Argento leva sua câmera ao imenso casarão e dele explora as imensas potencialidades
de seu aspecto fantasmagórico - terreno de Corman e Tourneur, o da "casa
mal-assombrada" - e também diversos joguetes de sombras e luzes,
sempre belas e de grande impacto. A busca que o protagonista e Argento
realizam por fragmentos de um passado, a única alternativa de resposta
para os assassinatos, prefigura o momento mais importante desta seqüência
(e possivelmente do filme): olhando atentamente a parede de uma das salas
da villa, Marcus percebe que há algo pintado por detrás
dela. Intrigado, aproxima-se e percebe uma faca banhada em sangue despontando
no que obviamente se trata de um desenho pintado numa superfície e
ocultado por uma fina e falsa parede. Por ser pequeno o defeito que possibilita
ver o diminuto fragmento do desenho, Marcus pega um pedaço de vidro e
risca a camada de concreto que o esconde. Argento trabalhará ao mesmo
tempo nesta cena suas impressões sobre representação visual e a capacidade
de síntese oferecida pela montagem cinematográfica - uma imagem que se
revela aos poucos, que é montada aos poucos por Marcus e que ao
final é recriada a partir de impressões única e exclusivamente narrativas
(tudo o que foi descoberto pelo pianista até o momento). É esta cena,
mais do que qualquer outra, que revela como para Argento tudo pode
ser cinema, que qualquer discussão sobre crença na imagem (e para
crer é necessário questionar) só se torna válida quando desta idéia surge
outra, a de crença no mundo, de forma que ambas se tornam intrínseca e
inexoravelmente inseparáveis. Como o cineasta aceita este credo com muita
força é capaz também de problematizá-lo: pois o pianista descobrirá sim
um desenho que muito esclarece sobre o que pode ser o caso que investiga,
mas um pedaço do desenho, justamente o mais importante, não lhe será revelado
pois o que se afigurou - um outro desenho - respondeu suas equivocadas
impressões.
Se já tivemos muito
de Blowup até aqui - e a presença do ator inglês David Hemmings
só reforça a impressão de um verdadeiro tributo ao filme de Antonioni
-, é apenas na seqüência final que Argento subverte e trespassa seu ponto
de partida e molde inicial. A pessoa que segundo o desenho descoberto
por Marcus seria o assassino será morta num acidente.
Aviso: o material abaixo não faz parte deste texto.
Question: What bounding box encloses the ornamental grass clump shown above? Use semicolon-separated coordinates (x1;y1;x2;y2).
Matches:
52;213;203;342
Retornando para
sua casa após o ocorrido, o pianista se lembra da ocasião em que testemunhou
o assassinato de Helga, especificamente de quando passou pelo corredor
do apartamento dela. De volta ao cenário do crime, Marcus passa lentamente
pelo corredor, desta vez com o olhar distanciado de um investigador, analisando
detalhe por detalhe. De imediato a presença de vários quadros presentes
nas paredes do corredor chamam a atenção do pianista, mas é um espelho
- um espelho posto à frente de um destes quadros - que revelará onde falhou
na sua busca: o assassino se encontrava à frente de um destes quadros,
seu rosto se misturando com os outros rostos presentes na pintura e refletido
no espelho. O aspecto unidimensional do espelho - e uma tela de cinema
não se faz muito diferente - não possibilitou ao pianista naquele momento
perceber que se tratava do assassino, e será apenas após um processo de
reensino do olhar (a investigação para ele, o filme para nós) que Marcus
poderá voltar ao ponto inicial (o apartamento de Helga) do percurso que
teve de traçar. Capacidade incrível esta de Argento de confundir nossas
expectativas sobre o que é e o que deixa de ser cinema a cada cena, a
cada quadro.
Obviamente o assassino
se encontra no apartamento, pronto para aniquilar o pianista, e é durante
sua confissão (sim, há uma confissão) que retornamos à primeira imagem
do filme. Apenas com o ressurgimento desta cena - agora com sua função
de flashback esclarecida e especificada - Argento pode dar prosseguimento
ao último ato de Prelúdio Para Matar (último ato em todos os seus
filmes): a punição do assassino com sua morte, o fim de um passado que
não pode e não tem como resistir ao presente. Após atingir Marcus com
uma machadada no ombro, o psicopata leva um chute do pianista e tem seu
colar preso ao mecanismo de um elevador pouco antes deste ser acionado
e degolá-lo. No "vermelho profundo" do sangue daquele responsável
pelas mortes, Marcus observa seu reflexo - ele próprio agora um assassino.
Não se sai impune de um filme, lembra Argento, e não deixa de ser também
nosso o reflexo contido nesta última cena.